* *
From a bulging pocket of his tunic he fished a strip of the roots on
which he had subsisted so comfortably. Naida's eyes widened, and several
of the girls gave low cries.
"Yes," Naida exclaimed, "but such food! Why--why, do you know what you
are offering us? Why, this is the sacred Peyote! Only the Duca eats it,
and, at rare intervals, his priests."
Kirby was really startled now.
"But surely you and the others have taken quantities of the stuff away
from the Valley of the Geyser. Do you mean--"
"Because we gathered the Peyote does not mean that we have ever tasted
it. We gather it for the Duca. To taste would be complete, utter
sacrilege. Have _you_ been eating it?"
Inwardly Kirby was chuckling at this added proof of the buncumbe with
which the Duca--and other Ducas--had fooled all.
"Of course I've been eating the Peyote."
"And--and nothing has happened to you?" Naida asked.
"Hardly. I certainly haven't been blasted by the Lords of the Sun and
Moon, or the Serpent either!"
Naida and all the others were silent. The conflict between their
reverence for the food and their clear desire to eat it, now that it was
become the food of their leader, was pathetic.
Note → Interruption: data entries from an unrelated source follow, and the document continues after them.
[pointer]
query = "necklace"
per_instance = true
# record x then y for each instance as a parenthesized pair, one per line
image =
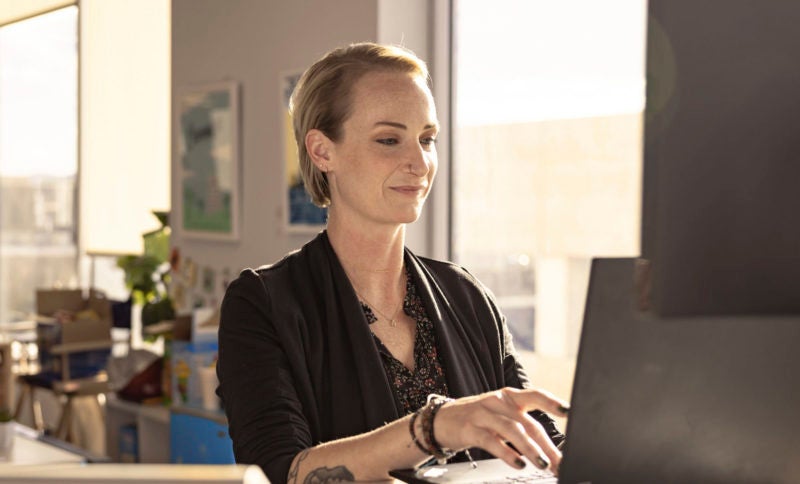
(392, 320)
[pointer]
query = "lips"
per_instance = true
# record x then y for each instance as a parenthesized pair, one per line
(410, 189)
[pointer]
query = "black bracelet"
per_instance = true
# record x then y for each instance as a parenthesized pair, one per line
(414, 434)
(435, 402)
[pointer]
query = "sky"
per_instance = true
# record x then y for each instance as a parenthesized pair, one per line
(39, 95)
(530, 60)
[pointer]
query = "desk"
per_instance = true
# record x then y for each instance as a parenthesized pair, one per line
(135, 474)
(29, 451)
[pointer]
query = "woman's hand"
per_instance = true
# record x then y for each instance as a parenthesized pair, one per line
(496, 419)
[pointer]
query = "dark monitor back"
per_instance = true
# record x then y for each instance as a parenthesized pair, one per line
(680, 400)
(721, 206)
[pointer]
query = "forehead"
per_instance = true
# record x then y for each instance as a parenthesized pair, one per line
(393, 94)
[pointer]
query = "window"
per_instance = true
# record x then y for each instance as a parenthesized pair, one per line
(38, 158)
(548, 101)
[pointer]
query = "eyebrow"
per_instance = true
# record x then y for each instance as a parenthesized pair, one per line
(403, 126)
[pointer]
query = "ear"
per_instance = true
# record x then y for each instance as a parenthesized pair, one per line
(319, 148)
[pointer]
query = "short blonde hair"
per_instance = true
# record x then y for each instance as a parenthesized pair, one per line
(322, 98)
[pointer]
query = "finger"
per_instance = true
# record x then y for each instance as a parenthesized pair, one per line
(537, 433)
(518, 432)
(536, 399)
(495, 445)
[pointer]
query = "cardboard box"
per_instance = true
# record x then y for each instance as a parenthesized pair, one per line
(81, 327)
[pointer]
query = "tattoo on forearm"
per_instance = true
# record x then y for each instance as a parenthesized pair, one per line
(325, 475)
(292, 477)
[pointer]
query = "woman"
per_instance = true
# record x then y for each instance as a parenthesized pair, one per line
(327, 357)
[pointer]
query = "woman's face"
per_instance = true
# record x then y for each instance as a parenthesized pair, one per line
(382, 168)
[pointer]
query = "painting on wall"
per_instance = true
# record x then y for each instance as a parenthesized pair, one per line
(301, 214)
(208, 150)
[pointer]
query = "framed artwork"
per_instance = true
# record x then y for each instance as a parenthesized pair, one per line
(209, 168)
(302, 216)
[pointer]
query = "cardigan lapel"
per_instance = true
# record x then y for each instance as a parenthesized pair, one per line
(348, 334)
(465, 374)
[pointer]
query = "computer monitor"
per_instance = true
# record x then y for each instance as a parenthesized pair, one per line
(720, 223)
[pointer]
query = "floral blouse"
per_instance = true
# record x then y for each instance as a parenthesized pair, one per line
(413, 387)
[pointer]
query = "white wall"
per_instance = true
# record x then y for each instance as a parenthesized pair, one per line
(253, 42)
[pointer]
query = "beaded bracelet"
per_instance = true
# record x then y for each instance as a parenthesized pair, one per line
(414, 434)
(435, 402)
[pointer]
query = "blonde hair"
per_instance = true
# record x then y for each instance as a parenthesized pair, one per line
(322, 99)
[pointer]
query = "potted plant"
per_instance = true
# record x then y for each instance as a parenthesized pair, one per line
(7, 426)
(147, 275)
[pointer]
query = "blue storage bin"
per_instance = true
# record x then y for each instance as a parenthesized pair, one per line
(199, 437)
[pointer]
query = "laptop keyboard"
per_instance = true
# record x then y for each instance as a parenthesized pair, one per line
(487, 471)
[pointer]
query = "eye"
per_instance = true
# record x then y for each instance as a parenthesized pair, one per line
(428, 141)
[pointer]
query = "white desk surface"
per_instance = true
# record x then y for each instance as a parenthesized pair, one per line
(28, 451)
(134, 474)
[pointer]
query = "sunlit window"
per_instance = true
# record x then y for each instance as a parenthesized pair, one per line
(546, 165)
(38, 158)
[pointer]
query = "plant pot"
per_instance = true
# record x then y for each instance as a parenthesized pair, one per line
(7, 431)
Kirby put one of the strips in Naida's hand.
"Why not?" he asked. "We have bested the Duca in fair fight. We have
seized his tower. Why not eat his food?"
As he had hoped it would, the suggestion at last settled the matter. A
moment later, as Naida nibbled her first bite, she smiled.
"Why, it--it's good!"
With the question of provisions settled at least for a time, Kirby's
next thought was of the tower. The present lull of peace seemed made for
exploration.
"Come along," he said to Naida, "we've plenty to do," and then, when he
explained, they set out, accompanied by Nini, a cousin of Naida's, and
Ivana, a younger sister.
All of the others remained with little Elana.
* * * * *
While they climbed spiral stairs, Naida explained that the chamber they
had just left was used by the Duca as a place in which he prayed before
and after contacts with caciques or subjects. A sort of halfway station
between earth and heaven, as it were, where the Duca might be purged of
any sullying influence gained from human relationships.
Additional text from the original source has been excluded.